The authors present a work that introduces a new way to solve continual learning problems. By using a single hypernetwork and task embeddings for each task, it can produce weights for the model corresponding to each task. To prevent hypernetwork itself forgetting, it acquire several loss functions to ensure it will generate similar weight with same inputs after training several new tasks.
优点
- Good performance gain on several datasets compared to previous works.
- Well-written and detailed descriptions in most sections. Even the details of other methods are clearly provided in the appendix. Solid experimental results.
- Providing code is a plus.
- Using H-score to guide the model sounds solid and works well.
缺点
Listed at questions. Generally a good work, but I would like the authors show the robustness and efficiency of the proposed methods.
问题
- The method does not extend to class-incremental learning for inference, which may not be entirely orthogonal to the authors' approach. Since task embeddings are generated during training, it might be possible to exploit these embeddings to identify classes during inference. I would like to see if the authors can extend to the more challenging class-incremental settings or explian why it is not applicable.
- How stable is the hypernetwork itself? Will it degrade after a long run? Will it be hard to tune the hypernetwork? I belive it is crucial to present that the proposed methods is robust enough.
- Although the embedding is small, will training time linearly increase with the number of previous tasks?

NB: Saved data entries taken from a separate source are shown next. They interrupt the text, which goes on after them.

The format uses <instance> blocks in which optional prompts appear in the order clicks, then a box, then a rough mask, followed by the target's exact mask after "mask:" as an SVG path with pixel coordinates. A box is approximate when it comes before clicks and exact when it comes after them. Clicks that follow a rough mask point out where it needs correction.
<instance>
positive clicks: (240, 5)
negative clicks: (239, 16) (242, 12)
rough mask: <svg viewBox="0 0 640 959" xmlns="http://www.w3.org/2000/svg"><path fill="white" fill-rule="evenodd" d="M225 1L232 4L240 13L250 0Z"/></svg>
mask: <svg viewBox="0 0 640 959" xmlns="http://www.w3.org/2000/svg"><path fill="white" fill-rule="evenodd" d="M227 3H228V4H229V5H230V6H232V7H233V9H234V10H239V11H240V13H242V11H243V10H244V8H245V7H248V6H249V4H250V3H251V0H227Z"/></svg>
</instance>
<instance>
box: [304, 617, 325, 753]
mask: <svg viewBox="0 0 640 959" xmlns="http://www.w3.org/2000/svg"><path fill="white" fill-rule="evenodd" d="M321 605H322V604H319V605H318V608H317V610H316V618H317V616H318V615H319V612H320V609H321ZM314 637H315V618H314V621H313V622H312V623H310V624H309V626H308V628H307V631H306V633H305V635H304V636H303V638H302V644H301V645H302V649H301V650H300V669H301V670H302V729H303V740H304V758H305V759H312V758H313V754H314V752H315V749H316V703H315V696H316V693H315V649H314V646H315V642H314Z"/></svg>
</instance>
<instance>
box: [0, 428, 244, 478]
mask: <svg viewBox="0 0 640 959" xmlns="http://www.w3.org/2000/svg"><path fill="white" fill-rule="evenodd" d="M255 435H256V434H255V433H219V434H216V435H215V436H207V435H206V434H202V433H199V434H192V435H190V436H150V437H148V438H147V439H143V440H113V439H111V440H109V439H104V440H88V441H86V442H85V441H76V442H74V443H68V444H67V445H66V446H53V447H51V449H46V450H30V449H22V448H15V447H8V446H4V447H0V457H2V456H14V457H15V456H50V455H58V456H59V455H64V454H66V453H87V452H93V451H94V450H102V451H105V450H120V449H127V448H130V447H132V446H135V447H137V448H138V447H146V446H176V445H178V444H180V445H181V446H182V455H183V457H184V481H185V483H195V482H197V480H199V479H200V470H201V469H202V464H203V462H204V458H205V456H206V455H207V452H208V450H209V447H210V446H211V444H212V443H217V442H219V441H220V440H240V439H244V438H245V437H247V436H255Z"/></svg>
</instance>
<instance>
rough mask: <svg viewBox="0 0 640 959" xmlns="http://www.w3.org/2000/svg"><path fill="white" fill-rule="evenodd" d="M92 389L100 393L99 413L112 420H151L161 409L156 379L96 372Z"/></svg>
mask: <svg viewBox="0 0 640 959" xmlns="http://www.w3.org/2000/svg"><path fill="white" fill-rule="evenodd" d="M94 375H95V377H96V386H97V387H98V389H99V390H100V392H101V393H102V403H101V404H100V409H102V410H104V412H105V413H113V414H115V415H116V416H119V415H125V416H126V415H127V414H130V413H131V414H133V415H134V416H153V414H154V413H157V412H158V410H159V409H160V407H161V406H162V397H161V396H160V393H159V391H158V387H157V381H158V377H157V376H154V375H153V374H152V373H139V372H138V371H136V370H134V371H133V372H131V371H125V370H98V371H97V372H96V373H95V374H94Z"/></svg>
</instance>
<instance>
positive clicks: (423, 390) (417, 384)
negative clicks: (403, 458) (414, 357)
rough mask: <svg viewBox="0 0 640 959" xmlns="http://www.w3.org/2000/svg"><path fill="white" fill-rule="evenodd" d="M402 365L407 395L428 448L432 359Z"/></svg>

- The use of the hypernet to generate weights for each task is not entirely concise, in my opinion. How long does it take to generate weights during inference? What if the incoming task switches frequently? I would like to know the inference speed when dealing with an extreme case where tasks switch with each iteration compared to a standard model.
This paper proposes a novel hypernet framework, where the learning of task embedding is guided by the continual task relationships. The method introduces a novel form of embedding called H-embedding, utilizing a encoder-decoder architecture to integrate into hypernet. This approach is based on information theory and provides a new theoretical perspective for the field of continuous learning.
优点
- The paper focuses on continual learning with hypernet, which is a highly valuable topic. By designing H-embedding, it can help hypernet to effectively capture task relationships.

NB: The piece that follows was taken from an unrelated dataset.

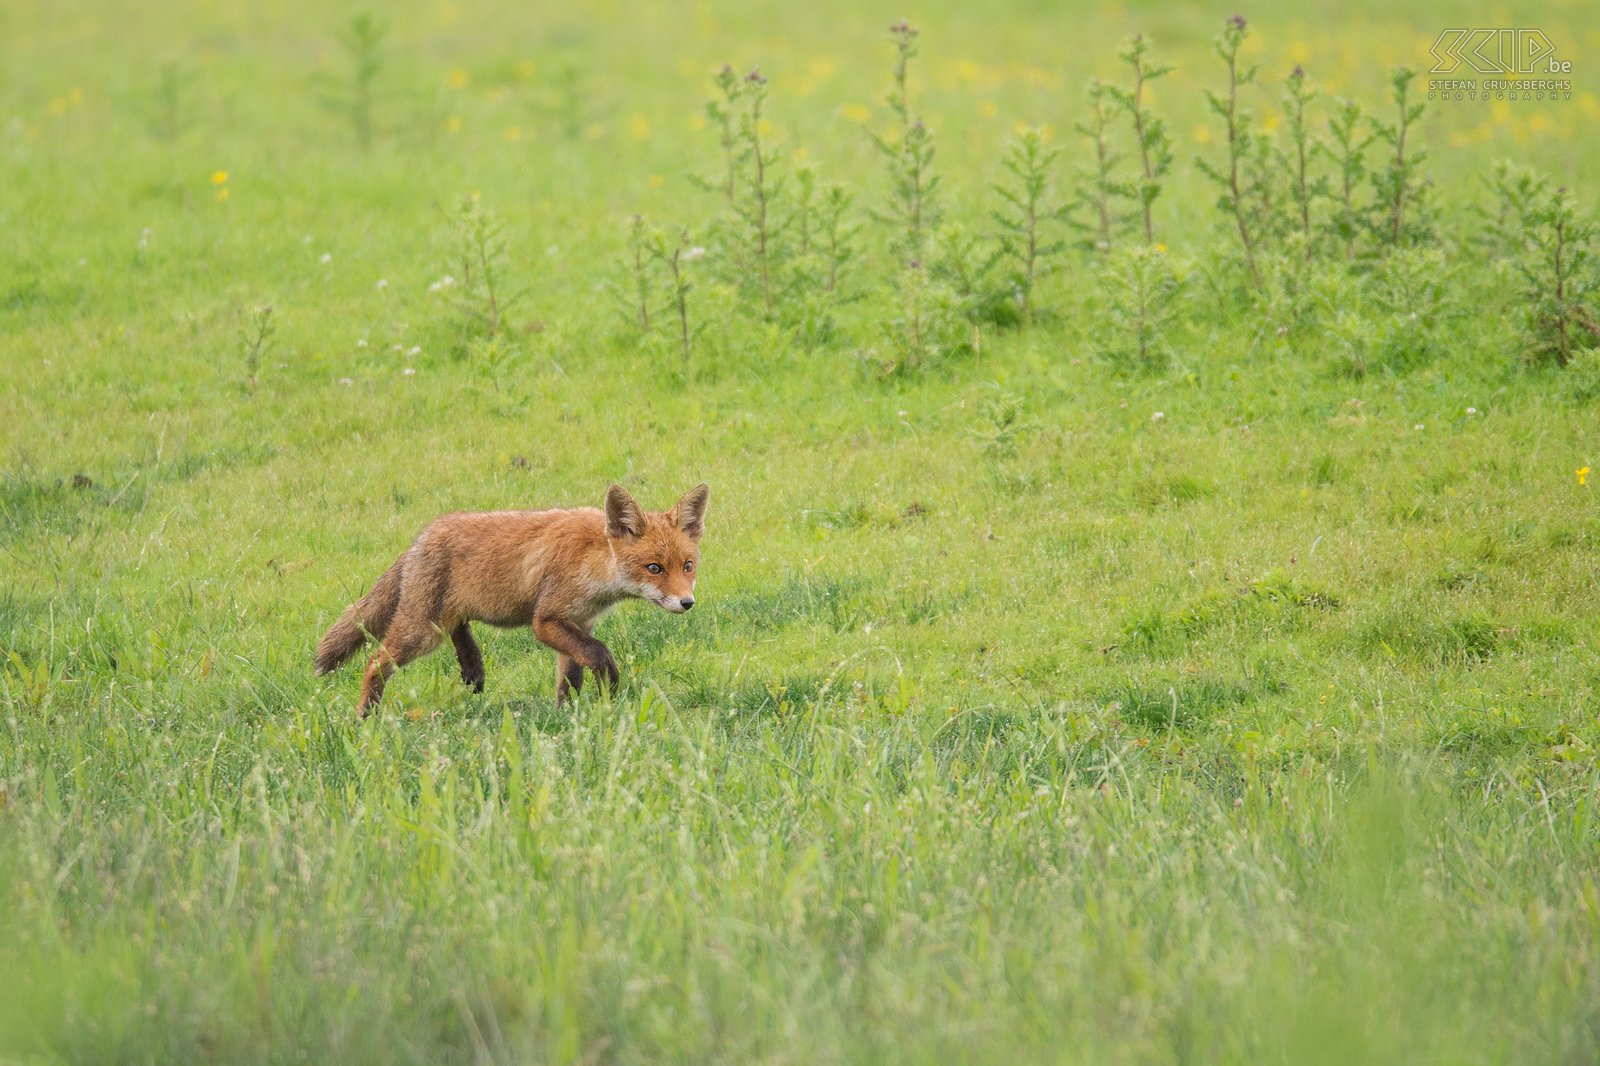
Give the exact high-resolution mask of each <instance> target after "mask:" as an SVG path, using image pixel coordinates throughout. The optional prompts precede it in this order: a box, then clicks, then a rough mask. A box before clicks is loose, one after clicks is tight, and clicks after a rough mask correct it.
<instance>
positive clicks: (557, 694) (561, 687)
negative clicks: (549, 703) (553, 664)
mask: <svg viewBox="0 0 1600 1066" xmlns="http://www.w3.org/2000/svg"><path fill="white" fill-rule="evenodd" d="M582 687H584V664H582V663H579V661H578V659H574V658H573V656H570V655H566V653H565V651H560V653H557V656H555V706H562V704H563V703H566V701H568V699H576V698H578V693H579V690H581V688H582Z"/></svg>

- The paper provides a interesting visualization between task embeddings, promoting the interpretability of the method.
- The paper provides a detailed explanation of the methodology, which enhance the reproducibility of the research.
缺点
- H-embedding is based on the assumption that there is a correlation between tasks. If the differences between tasks are very large, this assumption may not hold, thus affecting model performance.
- The benchmarks conducted for the main experiment are few and limited, the experiment setting(Task increment) is also trival, which can not fully demonstrate the performance of the method.
- The main experiment section lacks comparison with the latest methods, such as DAP[1].
- The ablation study shows that the introduction of H-embedding is only marginal improvements. [1] Jung D, Han D, Bang J, et al. Generating instance-level prompts for rehearsal-free continual learning[C]//Proceedings of the IEEE/CVF International Conference on Computer Vision. 2023: 11847-11857.
问题
- I am curious about the performance of H-embedding in the scenario where the data distribution of between tasks varies significantly, such as DomainNet.
- Due to the assumption that there is a correlation between tasks, whether the performance of H-embedding will be affected when the task number is extremely large(e.g. 69 in DomainNet).
I have read and agree with the venue's withdrawal policy on behalf of myself and my co-authors.
We are grateful to all reviewers of their treasureable suggestions and critics of our paper. However, as we recognize the existing limitations of the current version, we decide to withdraw the paper and polish it up for future submissions. Thanks again to all the feedbacks and we are open to any further discussions.